Professional ratings
Review scores
| Source | Rating |
| AllMusic | Star |
| Christgau's Record Guide | C+ |
| Rolling Stone | (not rated) |
| The Rolling Stone Album Guide | Star |

==Cover songs on the album==
Several of the album's tracks are covers:
- The "Dealer" portion of "Dealer/Spanish Rose" is a cover of the song "Dealer" by Traffic appearing on their 1967 album, Mr.
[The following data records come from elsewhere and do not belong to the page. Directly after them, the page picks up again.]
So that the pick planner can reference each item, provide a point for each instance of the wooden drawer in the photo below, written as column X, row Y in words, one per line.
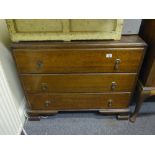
column 93, row 82
column 74, row 101
column 78, row 60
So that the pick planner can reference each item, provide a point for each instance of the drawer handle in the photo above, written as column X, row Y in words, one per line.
column 117, row 63
column 39, row 64
column 109, row 103
column 47, row 102
column 44, row 86
column 113, row 86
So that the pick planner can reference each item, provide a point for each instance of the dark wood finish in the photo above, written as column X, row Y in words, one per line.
column 147, row 32
column 125, row 42
column 100, row 82
column 77, row 101
column 68, row 76
column 78, row 60
column 142, row 94
column 147, row 75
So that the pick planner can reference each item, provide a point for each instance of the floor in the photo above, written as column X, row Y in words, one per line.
column 91, row 123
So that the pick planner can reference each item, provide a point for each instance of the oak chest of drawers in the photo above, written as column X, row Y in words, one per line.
column 79, row 75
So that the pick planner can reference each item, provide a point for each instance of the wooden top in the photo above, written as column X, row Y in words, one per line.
column 126, row 41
Fantasy
- "One Chain (Don't Make No Prison)" is a cover of a Four Tops song "One Chain Don't Make No Prison" appearing on their 1974 album Meeting of the Minds, and as a single on the same year
- "Well All Right" is a cover of the Buddy Holly song "Well... All Right" (appearing as B-side of Holly's 1958 single "Heartbeat") and it was covered earlier by Blind Faith on their 1969 self-titled and only studio album Blind Faith
- "Stormy" is a cover of the Classics IV's 1968 top-10 hit (Hot 100 No. 5) and included on their 1968 album Mamas and Papas/Soul Train, and 1970 album Stormy

==Track listing==

===Side one===
1. "Dealer/Spanish Rose" (Jim Capaldi/Carlos Santana) – 5:50
2. "Move On" (Santana, Chris Rhyne) – 4:27
3. "One Chain (Don't Make No Prison)" (Dennis Lambert, Brian Potter) – 6:13
4. "Stormy" (Buddy Buie, James Cobb) – 4:45

===Side two===
1. "Well All Right" (Buddy Holly, Jerry Allison, Joe B. Mauldin, Norman Petty,) – 4:09
2. "Open Invitation" (Santana, Lambert, Potter, Greg Walker, David Margen) – 4:45
3. "Life Is a Lady/Holiday" (Lambert/Santana) – 3:47
4. "The Facts of Love" (Lambert, Potter) – 5:28
5. "Wham!" (Santana, Graham Lear, Armando Peraza, Raul Rekow, Pete Escovedo) – 3:24

===CD Reissue===
1. "Dealer/Spanish Rose" (Capaldi/Santana) – 5:50
2. "Move On" (Santana, Rhyne) – 4:27
3. "One Chain (Don't Make No Prison)" (Extended disco version) (Lambert, Potter) – 7:13
4. "Stormy" (Buie, Cobb) – 4:45
5. "Well All Right" (Holly, Allison, Mauldin, Petty) – 4:09
6. "Open Invitation" (Santana, Lambert, Potter, Walker, Margen) – 4:45
7. "Life Is a Lady/Holiday" (Lambert/Santana) – 3:47
8. "The Facts of Love" (Lambert, Potter) – 5:28
9. "Wham!" (Santana, Lear, Peraza, Rekow, Escovedo) – 3:24

==Personnel==
- Greg Walker – lead vocals
- Carlos Santana – guitar, backing vocals
- Chris Solberg – guitar, backing vocals
- Chris Rhyne – keyboards
- David Margen – bass
- Graham Lear – drums
- Armando Peraza – percussion, backing vocals
- Raul Rekow – percussion, backing vocals
- Pete Escovedo – percussion
- Dennis Lambert – clavinet, backing vocals
- Mike Boddicker – synthesizer programming
- Technical
- Mick Brigden – artwork, cover concept
- Norman Seeff – design, art director, photography

==Charts==

| Chart (1978–1979) | Peak position |
|---|---|
| Australian Albums (Kent Music Report) | 5 |
| Austrian Albums (Ö3 Austria) | 19 |
| Canada Top Albums/CDs (RPM) | 25 |
| Dutch Albums (Album Top 100) | 7 |
| Finnish Albums (The Official Finnish Charts) | 8 |
| French Albums (SNEP) | 3 |
| German Albums (Offizielle Top 100) | 11 |
| Italian Albums (Musica e Dischi) | 8 |
| Japanese Albums (Oricon) | 35 |
| New Zealand Albums (RMNZ) | 20 |
| Norwegian Albums (VG-lista) | 17 |
| Swedish Albums (Sverigetopplistan) | 14 |
| UK Albums (OCC) | 17 |
| US Billboard Top LPs & Tape | 27 |
| US Soul LPs (Billboard) | 36 |

==Certifications==

| Region | Certification | Certified units/sales |
| Canada (Music Canada) | Gold | 50,000^{^} |
| France (SNEP) | Gold | 100,000^{*} |
| New Zealand (RMNZ) | Gold | 7,500^{^} |
| United Kingdom (BPI) | Gold | 100,000^{^} |
| United States (RIAA) | Gold | 500,000^{^} |
^{*} Sales figures based on certification alone. ^{^} Shipments figures based on certification alone.